🤖 AI Summary
To address challenges in dynamic marine environments—including continuous real-time shark tracking, limited single-UAV endurance, and severe interference from lighting variations, occlusions, and sea conditions—this paper proposes a multi-UAV collaborative visual tracking system. Methodologically, we design a seamless visual handover protocol based on high-confidence feature matching to enable autonomous inter-UAV coordination and task transfer; integrate a stabilized RGB-D camera with an onboard computing unit; and deploy a customized OSTrack-based tracking pipeline supporting 100 Hz high-speed detection and tracking. Experimentally, our system achieves an 81.9% tracking success rate on a 5,200-frame shark dataset and maintains an 82.9% target coverage rate under handover-ready operation.

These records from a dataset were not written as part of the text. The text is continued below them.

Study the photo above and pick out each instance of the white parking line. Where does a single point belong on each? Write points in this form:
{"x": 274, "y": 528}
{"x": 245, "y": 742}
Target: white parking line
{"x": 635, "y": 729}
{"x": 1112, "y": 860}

These results significantly enhance robustness and spatial-temporal coverage for large-scale, long-duration marine tracking. To the best of our knowledge, this work presents the first real-world validation of sustained shark tracking enabled by multi-UAV vision-based handover under actual sea conditions.
📝 Abstract
This paper introduces an autonomous UAV vision system for continuous, real-time tracking of marine animals, specifically sharks, in dynamic marine environments. The system integrates an onboard computer with a stabilised RGB-D camera and a custom-trained OSTrack pipeline, enabling visual identification under challenging lighting, occlusion, and sea-state conditions. A key innovation is the inter-UAV handoff protocol, which enables seamless transfer of tracking responsibilities between drones, extending operational coverage beyond single-drone battery limitations. Performance is evaluated on a curated shark dataset of 5,200 frames, achieving a tracking success rate of 81.9% during real-time flight control at 100 Hz, and robustness to occlusion, illumination variation, and background clutter. We present a seamless UAV handoff framework, where target transfer is attempted via high-confidence feature matching, achieving 82.9% target coverage. These results confirm the viability of coordinated UAV operations for extended marine tracking and lay the groundwork for scalable, autonomous monitoring.